New documentary “Magnus” screened at the Palace Theatre in Danbury
World chess champion Magnus Carlsen is the subject of the new documentary, “Magnus,” screened at the Palace Theatre in Danbury as part of the Hearst Movie & A Martini series. A new documentary about the Norwegian world chess champion Magnus Carlsen was a hit at a recent screening in Danbury.
“Magnus” traces the quick rise of Magnus Carlsen from a child chess prodigy to his world championship victory in 2013 at the age of 22. Carlsen has held onto that title in subsequent contests.
“I don’t know anything about chess, but I found it incredibly fascinating,” Penelope Forman, of Ridgfield, said of director Benjamin Ree’s personal approach, which includes lots of family videos showing Magnus in the years before he became an international celebrity.
The screening drew about 30 people, including the chess coach at Danbury High School, Gary Budzinski, who said he met Carlsen at the world championship match in New York City last November.

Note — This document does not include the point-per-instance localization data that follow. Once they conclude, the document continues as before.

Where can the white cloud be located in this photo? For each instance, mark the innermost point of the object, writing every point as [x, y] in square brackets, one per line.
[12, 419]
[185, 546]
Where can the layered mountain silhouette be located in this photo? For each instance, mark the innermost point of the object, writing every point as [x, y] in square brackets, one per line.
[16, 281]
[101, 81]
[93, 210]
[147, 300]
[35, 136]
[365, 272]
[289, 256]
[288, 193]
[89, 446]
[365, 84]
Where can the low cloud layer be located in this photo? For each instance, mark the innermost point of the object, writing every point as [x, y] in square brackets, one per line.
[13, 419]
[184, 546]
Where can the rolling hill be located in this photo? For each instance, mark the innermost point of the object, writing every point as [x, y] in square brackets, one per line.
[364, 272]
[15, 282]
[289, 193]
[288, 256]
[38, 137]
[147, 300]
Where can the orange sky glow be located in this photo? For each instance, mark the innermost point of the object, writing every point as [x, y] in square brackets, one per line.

When I asked Budzinski how Carlsen compares with American chess legend Bobby Fisher, he said, “That’s a really tough question. Fisher was the greatest player of all time, but you’re talking about the years from 1970 to 1972. Their styles of play are very different and I don’t think you can compare champions from different eras. You’d have to have Fisher at his peak play Carlsen at his peak. … I don’t think there is any doubt that Magnus will be in the top 10 of all time.”
Nine-year-old Andre Lladri, of Danbury, came to the movie with his mother, Christina, who said her son was just starting to get into the game. She thinks the concentration and strategy involved in chess will help him in his other classes. Andre said that so far he is having lots of fun playing chess.

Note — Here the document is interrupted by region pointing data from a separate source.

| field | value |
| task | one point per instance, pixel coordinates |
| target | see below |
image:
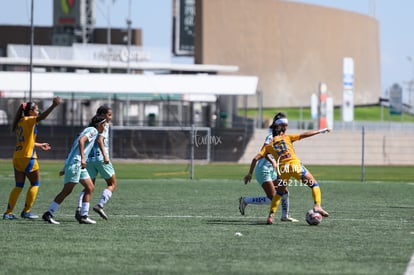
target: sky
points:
(154, 17)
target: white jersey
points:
(96, 154)
(263, 163)
(74, 155)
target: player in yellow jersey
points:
(25, 157)
(287, 164)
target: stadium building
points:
(247, 54)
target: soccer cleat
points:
(320, 210)
(47, 216)
(269, 220)
(242, 205)
(9, 217)
(77, 214)
(86, 220)
(98, 209)
(28, 215)
(289, 219)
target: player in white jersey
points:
(99, 163)
(75, 170)
(266, 176)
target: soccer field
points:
(163, 224)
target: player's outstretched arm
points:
(314, 132)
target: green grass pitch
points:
(161, 222)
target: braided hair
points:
(276, 127)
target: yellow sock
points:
(30, 197)
(275, 204)
(316, 194)
(14, 195)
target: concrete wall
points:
(291, 47)
(345, 148)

Although “Magnus” shows how the chess prodigy was shunned by his classmates when he was a schoolboy, it also makes it clear that his father and mother and two sisters were a great support system.
“He had so much love from them,” one woman in the audience said in the discussion after the documentary. “You can see that in the home movies of him playing chess as a boy.”
One of the audience members raised a question that resulted in some lively discussion: Why aren’t there women chess champions?
In all of the movie’s matches we never see a woman competing. An audience member speculated that it’s a matter of the different spatial senses of men and women, but others felt it might simply be a matter of parents and schools not encouraging girls to get into a game so dominated by men.
Budzinski said the game is more popular in the United States than sports like golf and tennis, with recent studies showing 35 million regular chess players, as opposed to 24 million golfers and 17 million people who play tennis.
Chess develops memory, concentration, focus and logical thinking, Budzinski pointed out.
“I think it can help you become a better mathematician,” he said of the way it sharpens the minds of the high school students he coaches.